Some more pain might be ahead for these now advantaged feed producers (if such a phrase had been used by anyone in connection with the US three years ago they would have been advised to seek the help of a psychiatrist) as higher production from new plants in the Middle East is absorbed. We will detail this risk in a post later this week.
But producers can at least look back on a year that has confounded probably even the most optimistic of expectations.
A recently released chemicals research report by the privately held financial institution, the Susquehanna Financial Group (SIG), details just how good 2010 has been in terms of margins.
“We have a more positive view on the ethylene cycle for US producers due to what is turning out to be a longer lasting and greater cost advantage for US ethylene production from ethane feedstock,” write the authors of the report.
“With this cost advantage it now appears that the long anticipated 2011-12 downturn due to new ethylene capacity in the Middle East and Asia will be almost a non-event for US ethane-based ethylene producers.
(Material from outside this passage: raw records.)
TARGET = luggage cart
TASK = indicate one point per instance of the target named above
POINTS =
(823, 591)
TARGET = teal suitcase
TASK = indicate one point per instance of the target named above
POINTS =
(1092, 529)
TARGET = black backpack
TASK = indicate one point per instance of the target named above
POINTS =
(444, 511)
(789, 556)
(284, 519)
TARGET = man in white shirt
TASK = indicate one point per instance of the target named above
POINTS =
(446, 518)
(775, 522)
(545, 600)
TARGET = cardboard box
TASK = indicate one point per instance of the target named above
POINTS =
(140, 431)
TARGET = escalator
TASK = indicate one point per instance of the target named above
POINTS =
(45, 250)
We project that contract cash margins for US Gulf ethylene production from ethane feedstock will trough at $0.15/lb.in 2011 versus our previous expectation of $0.10/lb.
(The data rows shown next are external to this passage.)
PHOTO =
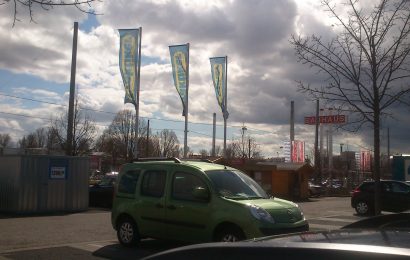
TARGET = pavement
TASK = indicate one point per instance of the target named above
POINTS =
(89, 235)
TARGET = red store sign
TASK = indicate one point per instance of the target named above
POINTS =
(331, 119)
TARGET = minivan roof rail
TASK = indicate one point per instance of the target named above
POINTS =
(197, 160)
(153, 159)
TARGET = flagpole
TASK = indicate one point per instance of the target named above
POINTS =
(137, 105)
(186, 108)
(226, 102)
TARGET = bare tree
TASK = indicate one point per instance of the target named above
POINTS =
(168, 143)
(366, 65)
(119, 139)
(5, 140)
(84, 6)
(204, 153)
(84, 130)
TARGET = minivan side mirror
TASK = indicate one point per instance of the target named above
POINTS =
(200, 193)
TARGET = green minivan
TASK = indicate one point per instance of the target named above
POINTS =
(194, 201)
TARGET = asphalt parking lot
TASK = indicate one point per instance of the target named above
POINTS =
(89, 235)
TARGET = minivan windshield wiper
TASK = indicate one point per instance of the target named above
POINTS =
(242, 197)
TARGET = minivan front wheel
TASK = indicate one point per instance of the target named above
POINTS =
(127, 232)
(230, 234)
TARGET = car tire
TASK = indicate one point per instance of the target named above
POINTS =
(230, 234)
(362, 208)
(127, 232)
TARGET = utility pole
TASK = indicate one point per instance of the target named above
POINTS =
(292, 128)
(70, 123)
(249, 148)
(147, 146)
(213, 135)
(317, 155)
(243, 142)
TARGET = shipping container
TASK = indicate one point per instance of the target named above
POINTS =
(43, 183)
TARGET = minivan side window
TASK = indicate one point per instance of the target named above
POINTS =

This represents a mid to early peak cycle margin by historical standards – US ethylene margins for all feedstocks troughed at $0.08/lb in 2001-02 and peaked at $0.18/lb in 2006. “
And as we said we will discuss later on this week, SIG see some tougher times ahead as the supply-driven downturn – delayed by all the start-up problems in the Middle East and a reduction of associated gas supply - has yet to fully happen.
“The downturn will be more severe for other feedstocks and regions (other than the US),” the report continues.
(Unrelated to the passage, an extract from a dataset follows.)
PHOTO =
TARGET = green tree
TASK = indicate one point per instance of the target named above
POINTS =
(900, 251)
“Margins for naphtha-based ethylene production in the US, as well as Asia and Europe, should reach trough levels in 2011-12 before a broad-based upturn starts in 2013 as demand growth absorbs the new capacity.
“US producers should see higher operating rates due to continued export competitiveness. We project US operating rates above 90% in 2011-12 versus low-to-mid 80s globally.”
Who on earth would want to exit US ethane-based petrochemicals capacity given such an outlook?